TEHRAN (Defapress)_on the latest Saudi-led coalition’s war crime in Yemen, Medea Benjamin, the US political and human rights activist said, “The crown prince feels like he does not have to apologize for anything, in the same way that Saudis have responded to the Canadian government criticism about the jailing of women rights activists.”
An air strike by Saudi-led coalition forces targeted a school bus travelling through a busy market area in the northern province of Saada on August 9.
Some 50 civilians, most of whom children under 13, were killed and more than 70 others were injured.
“The Saudis have taken the most revengeful response that is on one level ridiculous and on another level just trying to flex the Saudi muscles and make it clear that they won’t tolerate any interference from the outsiders,” she said adding that “With this bombing they are sending the message ‘Don’t criticize us! and Don’t get involved, and we won’t listen to outsiders’.”
“The Saudis know that most governments respond to financial pressure and so they have been using financial pressure all the time. When they were criticized at the united nations and put on the countries that abused children during conflicts, they flex their financial muscle and said we will withdraw many millions of dollars from UN programs for children and then secretary general was forced to back down and take Saudi Arabia’s name off the list,” she reminded the Saudis’ record in forcing critiques withdrawing from their positions.
“And when the Swedish foreign minister criticized Swedish weapon sales to Saudi Arabia and the Swedish business community forced the government to become silent,” she added on the weakness of governments in face of financial issues.
So this is nothing new the Saudis use their financial clout to get away with war crimes and internal repression, Benjamin said.
The activist who is a co-founder of the human right NGO Code Pink said, “[President] Trump has said that he doesn’t care about human rights and he is not interested in trying to make human rights a part of his foreign policy. And the Saudis are very happy with that since they can get away with these crackdowns without the Trump administration saying anything and you can see how the US government refused to support Canada.”
Explaining the contradiction between the Canadian Prime Minister Justin Trudeau’s action defending the multibillion arms deal with Riyadh and now standing up for human rights in Saudi Arabia, the activist said, “Business interests put pressure on the governments, whether it is Canada, the US or Western Europe; all these countries that preach democracy turn a blind eye on when it comes to making money on weapon sales.”
She believed that in near future the Canadian government, too, must be under intense pressure from the business community to back down.

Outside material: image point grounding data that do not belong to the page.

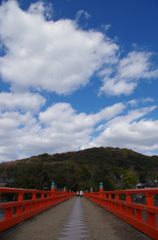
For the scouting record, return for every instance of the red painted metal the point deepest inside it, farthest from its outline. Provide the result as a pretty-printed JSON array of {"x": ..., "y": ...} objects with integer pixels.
[
  {"x": 129, "y": 211},
  {"x": 24, "y": 209}
]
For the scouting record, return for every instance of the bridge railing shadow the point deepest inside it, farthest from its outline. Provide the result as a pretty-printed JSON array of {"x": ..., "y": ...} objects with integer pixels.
[{"x": 142, "y": 215}]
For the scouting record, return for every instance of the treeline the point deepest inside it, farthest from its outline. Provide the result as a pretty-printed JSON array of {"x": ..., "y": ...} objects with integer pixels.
[{"x": 116, "y": 168}]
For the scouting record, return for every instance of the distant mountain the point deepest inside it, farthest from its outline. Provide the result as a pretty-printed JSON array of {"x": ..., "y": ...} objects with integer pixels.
[{"x": 115, "y": 167}]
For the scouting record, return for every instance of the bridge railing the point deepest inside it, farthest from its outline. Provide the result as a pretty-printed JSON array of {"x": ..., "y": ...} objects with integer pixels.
[
  {"x": 14, "y": 212},
  {"x": 136, "y": 207}
]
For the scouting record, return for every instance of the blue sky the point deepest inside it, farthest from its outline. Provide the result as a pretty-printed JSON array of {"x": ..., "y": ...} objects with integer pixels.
[{"x": 78, "y": 74}]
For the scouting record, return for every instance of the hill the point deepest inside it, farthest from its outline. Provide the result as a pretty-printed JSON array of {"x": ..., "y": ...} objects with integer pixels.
[{"x": 115, "y": 167}]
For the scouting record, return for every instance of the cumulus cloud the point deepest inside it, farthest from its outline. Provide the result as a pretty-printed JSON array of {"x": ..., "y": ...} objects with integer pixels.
[
  {"x": 127, "y": 72},
  {"x": 21, "y": 101},
  {"x": 41, "y": 54},
  {"x": 130, "y": 131},
  {"x": 80, "y": 13},
  {"x": 59, "y": 128}
]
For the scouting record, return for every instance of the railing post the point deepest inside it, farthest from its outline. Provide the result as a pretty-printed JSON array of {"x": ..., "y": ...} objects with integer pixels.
[
  {"x": 128, "y": 200},
  {"x": 20, "y": 199},
  {"x": 151, "y": 217},
  {"x": 100, "y": 192}
]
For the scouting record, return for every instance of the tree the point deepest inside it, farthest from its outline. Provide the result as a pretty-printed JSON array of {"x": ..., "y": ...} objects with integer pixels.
[{"x": 130, "y": 179}]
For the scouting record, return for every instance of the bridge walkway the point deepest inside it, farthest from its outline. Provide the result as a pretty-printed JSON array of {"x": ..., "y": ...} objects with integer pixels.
[{"x": 73, "y": 220}]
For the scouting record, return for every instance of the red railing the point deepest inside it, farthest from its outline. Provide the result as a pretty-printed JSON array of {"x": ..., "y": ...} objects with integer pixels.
[
  {"x": 17, "y": 211},
  {"x": 143, "y": 216}
]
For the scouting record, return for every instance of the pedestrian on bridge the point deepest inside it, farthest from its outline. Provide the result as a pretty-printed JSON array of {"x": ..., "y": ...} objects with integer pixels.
[{"x": 81, "y": 193}]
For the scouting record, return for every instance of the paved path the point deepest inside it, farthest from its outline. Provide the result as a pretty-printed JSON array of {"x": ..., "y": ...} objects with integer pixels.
[{"x": 73, "y": 220}]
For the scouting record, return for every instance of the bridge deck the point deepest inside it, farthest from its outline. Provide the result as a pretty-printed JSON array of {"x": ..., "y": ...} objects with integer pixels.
[{"x": 73, "y": 220}]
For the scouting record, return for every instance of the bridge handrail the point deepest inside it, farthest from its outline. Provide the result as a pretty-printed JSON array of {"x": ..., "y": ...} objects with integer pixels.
[
  {"x": 18, "y": 211},
  {"x": 129, "y": 211}
]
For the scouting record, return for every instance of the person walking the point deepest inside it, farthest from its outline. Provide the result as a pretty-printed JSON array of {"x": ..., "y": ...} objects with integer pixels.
[{"x": 81, "y": 193}]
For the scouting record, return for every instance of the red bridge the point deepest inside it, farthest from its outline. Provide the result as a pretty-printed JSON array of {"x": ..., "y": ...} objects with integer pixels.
[{"x": 121, "y": 203}]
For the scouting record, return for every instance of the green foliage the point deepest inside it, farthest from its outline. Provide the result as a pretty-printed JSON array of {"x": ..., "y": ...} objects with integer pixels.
[
  {"x": 130, "y": 180},
  {"x": 82, "y": 169}
]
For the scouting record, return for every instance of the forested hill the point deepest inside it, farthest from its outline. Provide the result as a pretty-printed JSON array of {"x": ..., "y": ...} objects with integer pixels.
[{"x": 116, "y": 168}]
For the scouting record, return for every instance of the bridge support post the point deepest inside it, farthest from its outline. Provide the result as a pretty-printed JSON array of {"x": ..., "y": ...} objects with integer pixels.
[{"x": 100, "y": 192}]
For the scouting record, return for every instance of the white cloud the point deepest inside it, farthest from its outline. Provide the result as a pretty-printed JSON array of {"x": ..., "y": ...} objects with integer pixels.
[
  {"x": 134, "y": 102},
  {"x": 58, "y": 129},
  {"x": 80, "y": 13},
  {"x": 129, "y": 132},
  {"x": 126, "y": 74},
  {"x": 41, "y": 54},
  {"x": 21, "y": 101}
]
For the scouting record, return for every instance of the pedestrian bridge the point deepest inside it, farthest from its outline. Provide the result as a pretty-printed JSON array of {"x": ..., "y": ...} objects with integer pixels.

Commenting on public opinion in the US and their reaction to what is going on in Yemen, she said, “There has been little coverage of Yemen; however the latest attack was covered and it is going to be an important turning point to make Americans aware of how Yemeni children are being approached and perhaps it will be enough to pressure the US government to finally take some measures.”
According to the UN Children’s Fund (UNICEF), since the beginning of the Saudi-led intervention in Yemen in 2015, about 2,400 children have been killed and 3,600 maimed in Yemen.